The shocking first-hand account of one man’s remarkable fight for freedom; now an award-winning motion picture.
‘Why had I not died in my young years – before God had given me children to love and live for? What unhappiness and suffering and sorrow it would have prevented. I sighed for liberty; but the bondsman's chain was round me, and could not be shaken off.’
1841: Solomon Northup is a successful violinist when he is kidnapped and sold into slavery. Taken from his family in New York State – with no hope of ever seeing them again – and forced to work on the cotton plantations in the Deep South, he spends the next twelve years in captivity until his eventual escape in 1853.
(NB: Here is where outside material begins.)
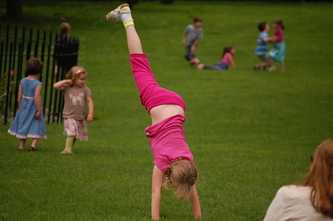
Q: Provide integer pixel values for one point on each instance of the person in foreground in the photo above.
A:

First published in 1853, this extraordinary true story proved to be a powerful voice in the debate over slavery in the years leading up to the Civil War. It is a true-life testament of one man’s courage and conviction in the face of unfathomable injustice and brutality: its influence on the course of American history cannot be overstated.
Reviews
‘The most remarkable book ever issued from the American press.’ Detroit Tribune
‘For sheer drama, few accounts of slavery match Solomon Northup's tale of abduction from freedom and forcible enslavement.’ Ira Berlin
About the author
Solomon Northup was born a free man in Saratoga Springs, New York, in 1808. He lived as such until 1841 when, attracted by a job offer, he travelled to Washington, DC, where he was drugged and sold into slavery by his supposed employers. Northup was enslaved for twelve years before he regained his freedom and returned to New York. There, he became an advocate for abolitionism and in the 1860s began helping fugitive slaves via the Underground Railroad. Northup is believed to have died between 1863 and 1875, but both the date and circumstances of his death are unknown.